On 8/6/2014 1:52 AM, Kern Sibbald
wrote:
On 08/04/2014 06:43 PM, Josh Fisher
wrote:
...
Have you set PreferMountedVolumes=no in the Job resource in
bacula-dir.conf? If 3 jobs start and want to write to volumes in
the same pool, then all three can be assigned the same volume.
In fact, if PreferMountedVolumes=yes, (the default), then all
three WILL be assigned the same volume unless the pool restricts
the max number of jobs that the volume may contain. However,
your device (drive) restricts the max concurrent jobs to 2.
Therefore one of those three jobs will not be able to select the
drive where the volume is mounted and will be forced to select
another unused drive. That third job will nevertheless select
the same volume as the other two and attempt to move the volume
from the drive it is in into the drive that it has been assigned
to. The configuration has a built-in race condition.
This is the first time that I have heard this explained so
clearly. I am going to try to duplicate this problem now that you
have so clearly explained it. By the way, I am not really sure I
would classify this as a race condition, because theoretically the
SD is not blocked, the third job just waits until the Volume is
free (at least that is what I programmed). However, this is
clearly very inefficient.
I agree. It is not a race condition in the code at all. Nothing gets
stuck. It is really a misconfiguration, though the config file is
syntactically correct. I'm not sure what to call that. I suppose I
should have said the configuration has a built-in "resource
contention problem", rather than race condition. Sorry for the
confusion.
I would like to fix this, but one must keep in mind one important
difficulty with Bacula. The SD knows what is going on with
Volumes, but the Dir does not, and it is the Dir that proposes
Volumes to the SD. Currently there is no good atomic way to pass
the information in the SD to the Dir so that it can make better
decisions.
So, with the (current) restraint that the solution must involve
changing only the SD algorithm, how could one prevent this from
happening? I have some ideas, but wonder what you think.
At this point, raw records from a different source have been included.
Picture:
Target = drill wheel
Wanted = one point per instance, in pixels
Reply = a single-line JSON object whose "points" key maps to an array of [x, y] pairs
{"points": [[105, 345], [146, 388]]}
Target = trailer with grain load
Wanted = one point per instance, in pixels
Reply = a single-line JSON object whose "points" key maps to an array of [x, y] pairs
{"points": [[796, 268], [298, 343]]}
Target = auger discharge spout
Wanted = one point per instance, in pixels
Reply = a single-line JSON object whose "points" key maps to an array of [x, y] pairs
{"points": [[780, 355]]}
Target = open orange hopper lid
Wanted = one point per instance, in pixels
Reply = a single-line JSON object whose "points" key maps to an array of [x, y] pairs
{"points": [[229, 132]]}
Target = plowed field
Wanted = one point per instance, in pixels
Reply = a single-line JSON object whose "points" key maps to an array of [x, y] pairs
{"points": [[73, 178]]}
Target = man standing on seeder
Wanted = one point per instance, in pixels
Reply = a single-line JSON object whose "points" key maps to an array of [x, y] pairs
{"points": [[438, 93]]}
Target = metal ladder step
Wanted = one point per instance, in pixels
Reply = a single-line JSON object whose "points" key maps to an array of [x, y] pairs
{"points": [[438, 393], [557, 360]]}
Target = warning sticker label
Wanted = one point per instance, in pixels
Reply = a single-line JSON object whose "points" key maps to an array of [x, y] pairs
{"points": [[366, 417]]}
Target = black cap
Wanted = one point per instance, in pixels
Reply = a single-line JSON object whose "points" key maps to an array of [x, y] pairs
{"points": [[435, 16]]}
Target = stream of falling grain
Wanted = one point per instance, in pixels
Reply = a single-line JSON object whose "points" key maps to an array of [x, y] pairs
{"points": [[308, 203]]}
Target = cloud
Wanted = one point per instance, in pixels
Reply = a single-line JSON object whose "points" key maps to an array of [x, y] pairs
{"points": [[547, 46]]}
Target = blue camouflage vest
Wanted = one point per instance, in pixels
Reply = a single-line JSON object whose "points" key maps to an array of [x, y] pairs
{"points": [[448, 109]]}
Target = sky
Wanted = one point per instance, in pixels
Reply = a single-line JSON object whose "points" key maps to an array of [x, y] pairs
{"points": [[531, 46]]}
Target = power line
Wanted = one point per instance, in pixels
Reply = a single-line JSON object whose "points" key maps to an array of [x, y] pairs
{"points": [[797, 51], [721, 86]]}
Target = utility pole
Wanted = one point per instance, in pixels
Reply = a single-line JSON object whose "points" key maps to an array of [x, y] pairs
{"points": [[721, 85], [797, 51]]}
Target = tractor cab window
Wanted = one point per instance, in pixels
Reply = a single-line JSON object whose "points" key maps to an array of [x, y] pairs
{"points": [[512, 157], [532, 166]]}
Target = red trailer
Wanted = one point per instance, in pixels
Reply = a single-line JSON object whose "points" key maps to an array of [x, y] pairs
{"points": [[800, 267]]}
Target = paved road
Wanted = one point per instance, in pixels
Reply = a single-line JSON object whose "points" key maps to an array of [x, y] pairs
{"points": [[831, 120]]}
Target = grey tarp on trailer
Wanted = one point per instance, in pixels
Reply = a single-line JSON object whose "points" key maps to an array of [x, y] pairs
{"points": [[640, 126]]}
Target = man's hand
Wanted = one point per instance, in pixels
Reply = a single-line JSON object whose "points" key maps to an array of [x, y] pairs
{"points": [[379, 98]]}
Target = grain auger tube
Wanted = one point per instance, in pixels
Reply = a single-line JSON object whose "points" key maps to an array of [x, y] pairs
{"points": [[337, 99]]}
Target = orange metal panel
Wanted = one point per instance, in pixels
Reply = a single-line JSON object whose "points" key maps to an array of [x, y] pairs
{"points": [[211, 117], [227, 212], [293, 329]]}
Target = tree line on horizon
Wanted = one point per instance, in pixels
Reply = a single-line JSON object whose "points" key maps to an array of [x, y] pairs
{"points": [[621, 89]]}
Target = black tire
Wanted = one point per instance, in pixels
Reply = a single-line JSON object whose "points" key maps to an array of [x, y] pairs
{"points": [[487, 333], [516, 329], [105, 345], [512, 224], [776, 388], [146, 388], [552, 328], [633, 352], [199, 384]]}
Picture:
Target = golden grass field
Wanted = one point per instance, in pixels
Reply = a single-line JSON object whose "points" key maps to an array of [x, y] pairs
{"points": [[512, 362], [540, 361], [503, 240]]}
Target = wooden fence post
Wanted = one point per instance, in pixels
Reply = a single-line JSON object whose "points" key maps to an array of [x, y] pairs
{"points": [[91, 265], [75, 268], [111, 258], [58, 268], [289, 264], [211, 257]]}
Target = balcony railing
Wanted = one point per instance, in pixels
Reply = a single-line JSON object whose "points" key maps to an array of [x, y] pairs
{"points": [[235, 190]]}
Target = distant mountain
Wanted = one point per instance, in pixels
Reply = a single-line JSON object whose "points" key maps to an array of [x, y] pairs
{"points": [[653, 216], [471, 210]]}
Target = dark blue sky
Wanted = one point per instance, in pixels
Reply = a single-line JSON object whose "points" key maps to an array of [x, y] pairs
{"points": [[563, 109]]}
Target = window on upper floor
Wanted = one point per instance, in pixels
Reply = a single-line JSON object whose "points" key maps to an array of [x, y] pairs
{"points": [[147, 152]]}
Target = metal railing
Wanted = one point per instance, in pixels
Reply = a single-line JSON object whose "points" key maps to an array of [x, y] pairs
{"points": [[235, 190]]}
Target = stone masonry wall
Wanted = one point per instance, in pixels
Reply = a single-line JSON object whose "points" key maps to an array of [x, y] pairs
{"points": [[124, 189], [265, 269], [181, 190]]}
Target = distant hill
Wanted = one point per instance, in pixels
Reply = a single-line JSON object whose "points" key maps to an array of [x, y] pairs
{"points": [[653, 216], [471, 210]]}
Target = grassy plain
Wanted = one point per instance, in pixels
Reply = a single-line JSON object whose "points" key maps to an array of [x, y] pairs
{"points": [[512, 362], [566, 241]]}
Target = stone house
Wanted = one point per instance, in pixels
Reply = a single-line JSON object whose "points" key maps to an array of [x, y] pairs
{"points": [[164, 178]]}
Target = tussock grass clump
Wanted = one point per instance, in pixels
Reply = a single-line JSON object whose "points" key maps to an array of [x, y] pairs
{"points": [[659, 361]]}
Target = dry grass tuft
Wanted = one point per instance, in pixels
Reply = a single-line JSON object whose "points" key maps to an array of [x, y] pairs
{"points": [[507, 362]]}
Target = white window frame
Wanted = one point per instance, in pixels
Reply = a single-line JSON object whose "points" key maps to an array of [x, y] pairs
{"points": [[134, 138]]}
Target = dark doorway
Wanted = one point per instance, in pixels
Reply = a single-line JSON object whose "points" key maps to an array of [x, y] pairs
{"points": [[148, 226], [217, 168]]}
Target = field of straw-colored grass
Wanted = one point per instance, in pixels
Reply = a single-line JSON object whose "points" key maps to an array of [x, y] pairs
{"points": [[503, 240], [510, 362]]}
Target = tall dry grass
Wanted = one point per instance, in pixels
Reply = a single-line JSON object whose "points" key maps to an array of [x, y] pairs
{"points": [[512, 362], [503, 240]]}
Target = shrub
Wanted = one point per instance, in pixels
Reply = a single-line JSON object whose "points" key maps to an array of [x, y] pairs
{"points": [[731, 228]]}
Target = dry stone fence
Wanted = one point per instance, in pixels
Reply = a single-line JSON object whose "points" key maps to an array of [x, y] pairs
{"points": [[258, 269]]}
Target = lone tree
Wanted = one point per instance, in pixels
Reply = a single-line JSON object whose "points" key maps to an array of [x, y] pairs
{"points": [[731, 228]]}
I think that it in fact MUST be changed only in the SD. The issue is
that the volume selection for a job needs to be atomic. Whether the
volume info is acquired from Dir, and array in SD, or anywhere else,
SD must access it in a critical section in
order to serialize volume selection. I believe that ANYTHING that
changes the status of a volume or device should be handled in SD as
an atomic operation. Consider a single mutex that must be held in
order to make any changes to either a volume or a device. The status
of devices and volumes is transmitted back to Dir as part of the
mutex release. Dir then always has accurate info, because only one
job at a time can change anything. (I also consider Dir commands to
the SD to be "jobs" in this context).
I guess I am of the belief that the current per-device locking is
too fine grained. Due to volume selection, one device can affect
another, even if indirectly as in the swapping required when the
same volume is needed on two devices. A global lock simplifies
concurrency and imho makes the whole system more robust. The biggest
con is that multiple devices cannot mount/umount volumes at the same
time. As far as I know, most tape robots cannot load/unload multiple
drives simultaneously anyway, and for disk the mount/umount is only
a few ms at most, so I don't view that as a problem.
I think concurrent programming is just hard, period. :) Therefore I
prefer simplifying the serialization over squeezing out the utmost
performance. And I think a global acquisition lock in SD is the way
to do that.
Setting PreferMountedVolumes=no causes the three jobs to select
a drive that is NOT already mounted with a volume from the pool.
This allows jobs writing to the same pool to select different
volumes from the pool, rather than all selecting the same next
available volume. This has its own caveats. It doesn't
necessarily prevent two jobs from selecting the same volume in
some cases, meaning that they will want to swap the volume back
and forth between drives, which is another type of race
condition. I have used this method successfully for a pool
containing full backups only by setting PreferMountedVolumes=no
in the job resource and setting MaximumVolumeJobs=1 in the pool
resource. Since Bacula selects the volume for a job in an atomic
manner, this forces an exclusive set of volumes for each job,
thus preventing the race condition. This means that concurrency
is limited only by the number of drives, but at the "expense" of
creating a greater number of smaller volume files. I quote
"expense" because on a disk vchanger it isn't usually a big
issue to have more volume files. Doing this with a tape
autochanger would use a lot more tapes and be truly more
expensive. Of course unlimited concurrency is theoretical, since
the hardware limits the USEFUL concurrency.
I really do not like the PreferMountedVolumes = No option (I have
probably said this many times), but I find your use of it very
well explained and very interesting.
Best regards,
Kern
|